Wednesday, November 13, 2013

The Aftermath of Koontz - An Update and Review of New Scholarship

What's going on with Koontz, you might be wondering? Koontz v. St. Johns River Water Mgmt. Dist., 133 S. Ct. 2586 (2013). For readers just joining us, this was the exactions case where the U.S. Supreme Court ruled for landowners (1) that the Nollan-Dolan exactions test applies even where a permit is denied because an applicant rejects an exaction, and (2) that the Nollan-Dolan exactions test applies to exactions other than real property, such as where a permit applicant is required to pay for work.
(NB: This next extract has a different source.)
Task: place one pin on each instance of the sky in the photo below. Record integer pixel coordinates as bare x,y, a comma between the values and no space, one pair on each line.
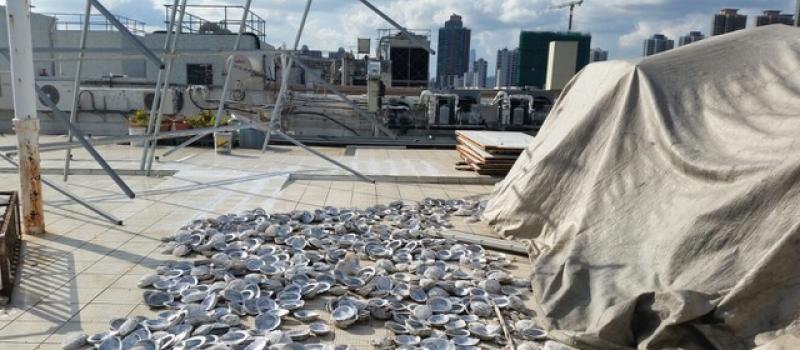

For one, scholars are starting to crank out some interesting work on the case and its future effects:
  • In Two Steps Forward for the 'Poor Relation' of Constitutional Law: Koontz, Arkansas Game & Fish, and the Future of the Takings Clause, Prof. Ilya Somin at George Mason describes how Koontz helped property rights enjoy a "modest revival" in the last term of the U.S. Supreme Court.
  • In Koontz: The Very Worst Takings Decision Ever?, Professor Echeverria at Vermont, who has never seen a takings decision that he found supportable, discusses why he finds nothing redeeming in Koontz. Exaggerate much?
  • In Fees, Expenditures, and the Takings Clause, Professor Pidot at Denver undertakes a rather strained analysis to find that Koontz's application of the Nollan-Dolan exactions test should only extend those monetary exactions "that require a permit applicant to pay money to the government"(which he calls a fee), but not to "those that require a permit applicant to engage in activities that cost money, but do not transfer money to the government" (which he calls an expenditure). He worries "that much of federal environmental law could become subject to" the Nollan-Dolan exactions test. Even if he is right, which I doubt, is there anything really that wrong with requiring that a permit regulation requiring the expenditure of money to be reasonably related to the purpose of the permit and be roughly proportionate the social harm of the permit?
  • In Exactions Creep, Professors Fennell and Penalver at Chicago present a thoughtful analysis presenting the U.S. Supreme Court's exactions jurisprudence as the Court's attempt to deal with the problem of protecting property from the state with the power of the state. They argue - as I did in my amicus brief supporting the property owners in Koontz - that the Due Process Clause is the best way to balance the concerns of the government with property owners' rights.
  • In Nollan and Dolan and Koontz – Oh My! The Exactions Trilogy Requires Developers to Cover the Full Social Costs of Their Projects, But No More, Christina Martin at the Pacific Legal Foundation, argues just what I have been saying since I first read Koontz: "Koontz, like Nollan and Dolan, recognizes that government may legitimately require landowners to carry their own weight, mitigating their development plans so that they do not impose costs on their community. But government cannot use the permitting process to coerce landowners into giving up more. That simple rule will not end land-use planning or permit negotiations."
Which brings us to the next update. Recall that the U.S. Supreme Court punted Koontz back to the Florida Supreme Court. Well, the Florida Supreme Court just punted the case back to the lower appellate court for further proceedings. The docket shows:
In light of the decision of the United States Supreme Court in Koontz v. St. Johns River Water Management District, 133 S. Ct. 2586 (2013), this case is hereby remanded to the Fifth District Court of Appeal for further proceedings consistent with that decision.
Looks like the Koontz's long battle continues.